It is very important to note that due to the 2-D PIV used, values of the shear rate, \(\dot{\gamma }\), were approximately determined as \(\dot{\gamma }_{{2{\text{D}}}}\), on the basis of only 5 of 9 components of the velocity gradient—for two velocity components and two directions. In fact, \(\dot{\gamma }\) should be calculated from Eq. (5) for all three components of the liquid velocity and for three directions. Because all of the components of this equation are in the power of 2, it means that the values estimated from Eq. (6) \(\dot{\gamma }_{{2{\text{D}}}}\) are underestimated. Consequently, it can be concluded that the real areas where the normal force will exceed the shear force will be larger than those presented in Fig. 7b.

Conclusions

The velocity field measurements for the Newtonian (water) and non-Newtonian (0.2 wt% CMC) fluids in a stirred tank equipped with a high-speed PMT-type impeller were presented. The experimental study was performed using a 2-D PIV technique and positively compared to the literature velocity data from LDA.

Based on the experimental study results, it was found that, both the rheological properties of the stirred medium and an increase of the impeller speed, affect the generated velocity field as well as the size and location of the circulation loops. The radial–axial mean fluid velocity reached maximum values just below the impeller blades and they were equal to \(\bar{v}_{ \hbox{max} }\) = 0.52, 0.51, 0.87 m/s, respectively, for water, CMC solution and N = 4.1 s−1 and CMC solution and N = 8.2 s−1. The applied impeller produced a larger primary circulation loop for the Newtonian fluid than for the non-Newtonian solution.
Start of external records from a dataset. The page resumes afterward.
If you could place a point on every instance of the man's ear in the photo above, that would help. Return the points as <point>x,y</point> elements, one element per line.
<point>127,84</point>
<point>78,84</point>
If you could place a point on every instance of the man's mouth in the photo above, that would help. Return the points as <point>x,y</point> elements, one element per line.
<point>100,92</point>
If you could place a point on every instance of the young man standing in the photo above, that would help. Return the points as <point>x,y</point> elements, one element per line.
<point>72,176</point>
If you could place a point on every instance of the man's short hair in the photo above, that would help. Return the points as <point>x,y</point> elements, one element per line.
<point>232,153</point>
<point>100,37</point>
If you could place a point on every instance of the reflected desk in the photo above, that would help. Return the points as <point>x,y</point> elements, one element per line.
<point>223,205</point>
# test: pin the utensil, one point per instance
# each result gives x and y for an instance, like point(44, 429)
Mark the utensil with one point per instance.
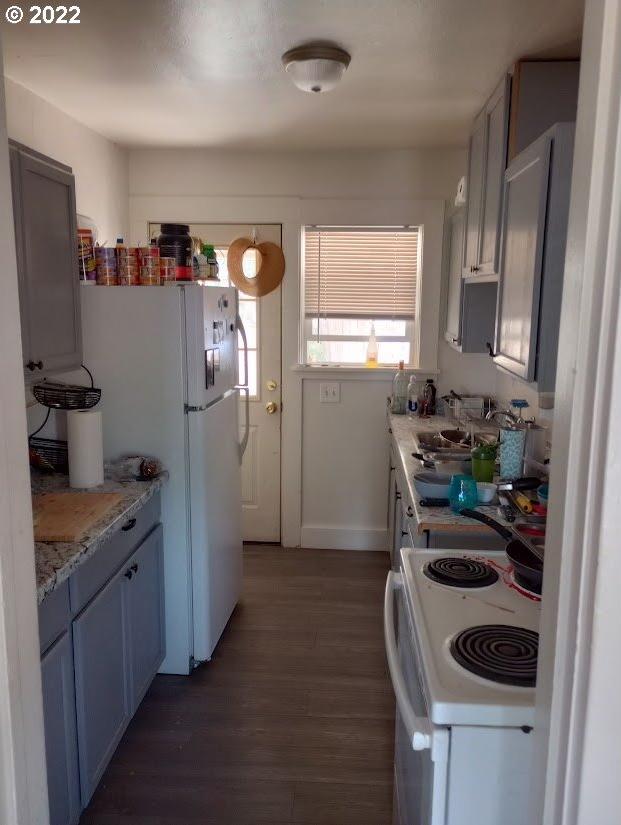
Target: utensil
point(527, 559)
point(486, 492)
point(524, 483)
point(463, 493)
point(432, 485)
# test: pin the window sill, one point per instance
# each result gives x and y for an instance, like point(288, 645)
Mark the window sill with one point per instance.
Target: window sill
point(361, 373)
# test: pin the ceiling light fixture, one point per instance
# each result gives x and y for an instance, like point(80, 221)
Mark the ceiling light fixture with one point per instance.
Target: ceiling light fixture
point(316, 67)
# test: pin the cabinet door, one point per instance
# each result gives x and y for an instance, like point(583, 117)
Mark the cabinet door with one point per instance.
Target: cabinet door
point(525, 200)
point(453, 308)
point(497, 118)
point(46, 243)
point(476, 163)
point(145, 611)
point(61, 745)
point(101, 680)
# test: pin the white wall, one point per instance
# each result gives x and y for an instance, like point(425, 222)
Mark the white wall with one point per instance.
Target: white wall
point(101, 179)
point(100, 166)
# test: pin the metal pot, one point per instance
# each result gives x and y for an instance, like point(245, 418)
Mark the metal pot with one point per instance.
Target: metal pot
point(527, 559)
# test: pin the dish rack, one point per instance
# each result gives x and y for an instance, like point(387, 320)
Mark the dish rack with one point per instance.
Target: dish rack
point(59, 396)
point(54, 452)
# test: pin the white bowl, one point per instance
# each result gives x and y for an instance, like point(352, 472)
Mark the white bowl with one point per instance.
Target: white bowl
point(432, 485)
point(486, 492)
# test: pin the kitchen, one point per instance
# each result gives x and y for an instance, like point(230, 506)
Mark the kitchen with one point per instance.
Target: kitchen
point(329, 439)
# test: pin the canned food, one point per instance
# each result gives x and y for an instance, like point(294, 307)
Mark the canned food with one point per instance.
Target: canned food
point(149, 276)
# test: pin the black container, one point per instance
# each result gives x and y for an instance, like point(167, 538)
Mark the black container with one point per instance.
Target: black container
point(175, 242)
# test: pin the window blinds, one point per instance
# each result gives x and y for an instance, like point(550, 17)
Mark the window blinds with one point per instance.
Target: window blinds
point(360, 272)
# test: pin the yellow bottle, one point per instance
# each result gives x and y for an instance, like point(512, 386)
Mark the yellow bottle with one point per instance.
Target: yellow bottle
point(372, 349)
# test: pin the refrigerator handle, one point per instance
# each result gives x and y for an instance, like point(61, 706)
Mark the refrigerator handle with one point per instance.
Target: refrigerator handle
point(244, 388)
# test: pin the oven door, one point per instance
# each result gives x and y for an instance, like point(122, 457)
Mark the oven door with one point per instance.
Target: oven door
point(421, 748)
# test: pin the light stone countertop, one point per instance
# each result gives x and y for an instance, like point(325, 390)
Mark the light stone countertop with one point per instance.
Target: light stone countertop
point(55, 561)
point(440, 519)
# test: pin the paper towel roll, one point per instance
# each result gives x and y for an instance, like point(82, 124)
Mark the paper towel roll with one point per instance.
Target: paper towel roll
point(85, 443)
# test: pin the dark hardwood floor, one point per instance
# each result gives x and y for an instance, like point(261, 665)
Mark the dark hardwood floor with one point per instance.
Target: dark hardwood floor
point(290, 723)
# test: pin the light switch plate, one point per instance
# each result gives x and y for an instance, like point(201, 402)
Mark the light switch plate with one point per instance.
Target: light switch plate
point(330, 393)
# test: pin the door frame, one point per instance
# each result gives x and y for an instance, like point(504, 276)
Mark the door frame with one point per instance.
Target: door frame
point(23, 779)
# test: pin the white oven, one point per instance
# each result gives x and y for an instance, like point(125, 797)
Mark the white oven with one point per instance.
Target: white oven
point(463, 746)
point(421, 748)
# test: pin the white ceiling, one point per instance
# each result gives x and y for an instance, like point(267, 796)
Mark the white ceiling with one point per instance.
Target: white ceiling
point(192, 73)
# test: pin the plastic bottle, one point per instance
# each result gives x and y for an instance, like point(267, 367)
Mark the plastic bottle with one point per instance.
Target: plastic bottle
point(372, 349)
point(428, 406)
point(414, 390)
point(399, 400)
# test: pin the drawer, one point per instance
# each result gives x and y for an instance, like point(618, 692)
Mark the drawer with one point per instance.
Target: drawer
point(54, 615)
point(93, 574)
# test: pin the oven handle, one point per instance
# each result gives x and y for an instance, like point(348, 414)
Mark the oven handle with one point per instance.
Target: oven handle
point(418, 728)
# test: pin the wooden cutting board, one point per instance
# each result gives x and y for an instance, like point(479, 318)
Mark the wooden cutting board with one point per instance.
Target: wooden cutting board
point(68, 516)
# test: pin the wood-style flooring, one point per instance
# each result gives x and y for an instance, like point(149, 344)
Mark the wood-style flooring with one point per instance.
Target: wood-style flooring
point(291, 723)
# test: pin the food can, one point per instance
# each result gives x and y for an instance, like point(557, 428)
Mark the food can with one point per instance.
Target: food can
point(150, 276)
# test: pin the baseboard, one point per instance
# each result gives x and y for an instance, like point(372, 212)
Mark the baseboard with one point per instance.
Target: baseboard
point(344, 538)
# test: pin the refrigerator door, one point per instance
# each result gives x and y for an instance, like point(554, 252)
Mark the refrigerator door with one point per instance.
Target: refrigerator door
point(211, 337)
point(215, 519)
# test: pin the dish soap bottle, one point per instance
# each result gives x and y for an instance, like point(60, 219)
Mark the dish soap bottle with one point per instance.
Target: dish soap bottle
point(372, 349)
point(414, 392)
point(399, 400)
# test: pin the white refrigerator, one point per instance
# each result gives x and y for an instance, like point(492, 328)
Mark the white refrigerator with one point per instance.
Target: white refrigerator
point(166, 361)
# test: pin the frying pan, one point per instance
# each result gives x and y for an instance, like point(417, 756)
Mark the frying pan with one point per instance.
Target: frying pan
point(527, 560)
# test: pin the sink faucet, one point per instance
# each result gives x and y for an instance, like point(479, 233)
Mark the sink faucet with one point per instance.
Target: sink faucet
point(506, 414)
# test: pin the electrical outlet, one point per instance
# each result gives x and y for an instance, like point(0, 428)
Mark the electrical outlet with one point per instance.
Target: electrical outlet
point(330, 393)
During the processing of the results and their analysis, emphasis was placed on generation of the shear rate distribution for the non-Newtonian fluid in order to indicate area where the normal stress surpasses the shear stress. It was estimated that within the analyzed plane, located at an angle of 45° between adjacent baffles, this area occupied 20 and 39% for the N = 4.1 and N = 8.2 s−1, respectively. It was also highlighted that the size of the indicated area may be underestimated due to the applied measurement technique (2-D PIV). Nevertheless, based on the performed study it was concluded that the elastic properties can dominate over the viscous in a considerable volume of the fluid that was characterized by intensive circulation. Therefore, it is concluded that elastic forces should be taken into account during numerical qualitative and quantitative flow analyses of such mildly viscoelastic fluids.